Di kawasan Uni Eropa, pemulihan ekonomi terlihat dari beberapa indikator, seperti indeks manufaktur Purchasing Manager Index (PMI) yang bertahan di atas level 50 (indikator ekonomi ekspansi), yakni 51,1 per September 2013. Di samping itu, masalah kekhawatiran utang yang sudah berlalu juga terlihat pada tren imbal hasil (yield) obligasi yang cenderung turun dari posisi 1 tahun terakhir di bawah 5% pada negara-negara besar yang sempat mengalami krisis utang, seperti Italia dan Spanyol.

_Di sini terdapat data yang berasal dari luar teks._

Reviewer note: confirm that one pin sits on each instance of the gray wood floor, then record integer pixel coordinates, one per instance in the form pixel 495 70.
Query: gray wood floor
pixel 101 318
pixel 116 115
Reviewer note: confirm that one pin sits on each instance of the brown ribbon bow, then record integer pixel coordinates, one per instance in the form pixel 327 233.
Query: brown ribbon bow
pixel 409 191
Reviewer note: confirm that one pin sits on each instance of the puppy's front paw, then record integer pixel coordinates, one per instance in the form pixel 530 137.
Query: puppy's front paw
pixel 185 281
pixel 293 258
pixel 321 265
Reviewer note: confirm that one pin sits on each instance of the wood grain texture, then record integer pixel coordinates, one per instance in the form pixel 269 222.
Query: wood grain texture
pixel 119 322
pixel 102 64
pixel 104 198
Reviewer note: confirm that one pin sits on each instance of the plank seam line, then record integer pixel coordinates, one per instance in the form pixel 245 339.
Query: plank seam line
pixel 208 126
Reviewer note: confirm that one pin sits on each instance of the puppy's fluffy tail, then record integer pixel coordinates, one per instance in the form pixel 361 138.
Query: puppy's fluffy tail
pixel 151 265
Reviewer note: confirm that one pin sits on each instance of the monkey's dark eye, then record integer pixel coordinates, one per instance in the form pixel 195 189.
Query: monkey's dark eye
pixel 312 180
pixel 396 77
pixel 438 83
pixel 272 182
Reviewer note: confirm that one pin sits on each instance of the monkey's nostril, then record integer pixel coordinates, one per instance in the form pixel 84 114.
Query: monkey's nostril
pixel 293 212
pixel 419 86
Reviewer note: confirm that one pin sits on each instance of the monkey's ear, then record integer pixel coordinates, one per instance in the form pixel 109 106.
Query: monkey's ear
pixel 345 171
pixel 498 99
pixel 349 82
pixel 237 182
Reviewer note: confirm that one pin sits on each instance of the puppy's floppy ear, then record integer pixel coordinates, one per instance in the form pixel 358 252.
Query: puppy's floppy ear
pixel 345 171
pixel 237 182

Kedua, ekspektasi membaiknya potret makroekonomi domestik jelang akhir tahun, seperti laju inflasi tahunan yang diperkirakan mulai melambat pasca melonjak di atas 8% akibat keputusan kenaikan harga Bahan Bakar Minyak (BBM) per Juni 2013. Kondisi defisit neraca perdagangan pun juga mulai membaik, terlebih setelah per Agustus 2013 tercatat surplus $132,4 juta sekaligus diharapkan bisa menjadi sentimen pendorong penguatan kembali kurs Rupiah terhadap Dollar AS.
Ketiga, aliran dana investor asing juga kembali membanjiri pasar modal domestik sekaligus mencerminkan mulai meredanya kekhawatiran asing terhadap prospek investasi di Pasar Modal domestik. Hal itu terlihat pada laju aksi jual masif yang mulai mereda, baik di pasar Saham maupun Obligasi pemerintah. Di pasar saham, investor asing akhirnya mencatat transaksi pembelian bersih sepanjang September 2013 sebesar Rp61 miliar. Sementara di pasar SUN, kepemilikan investor asing di SUN kembali terkerek naik menjadi Rp 294,14 triliun di akhir September 2013 atau bertambah Rp10,13 triliun dibanding akhir bulan sebelumnya.
Keempat, sisi valuasi masih cukup menarik. Di bursa saham, Price Earnings Ratio (PER) dari indeks LQ45 yang dianggap mewakili pergerakan IHSG masih sedikit berada di bawah rata-rata historis jangka panjang di level 16 kali. Sementara di pasar SUN, spread (selisih) yield SUN tenor 10 tahun terhadap suku bunga FASBI yang sudah kembali turun dari level rata-rata plus 2 deviasi dalam 3 tahun terakhir juga secara tidak langsung mengindikasikan mulai adanya tren peningkatan pada harga SUN.
Dengan ekspektasi sentimen positif, baik dari dalam maupun luar negeri, maka peluang perbaikan kinerja investasi Reksa Dana yang berbasis investasi di Saham maupun Obligasi masih terbuka, terlebih menyusul momentum Windows Dressing yang umum terjadi jelang penutupan tahun. Investor pun bisa mencermati periode Oktober – November sebagai momentum akumulasi bertahap.
Namun, investor disarankan agar momentum ini lebih dimanfaatkan sebagai akumulasi investasi untuk jangka panjang sehingga pemilihan jenis dan produk Reksa Dana harus disesuaikan dengan profil resiko masing-masing agar hasil investasi yang diperoleh sesuai dengan target dan tujuan investasi.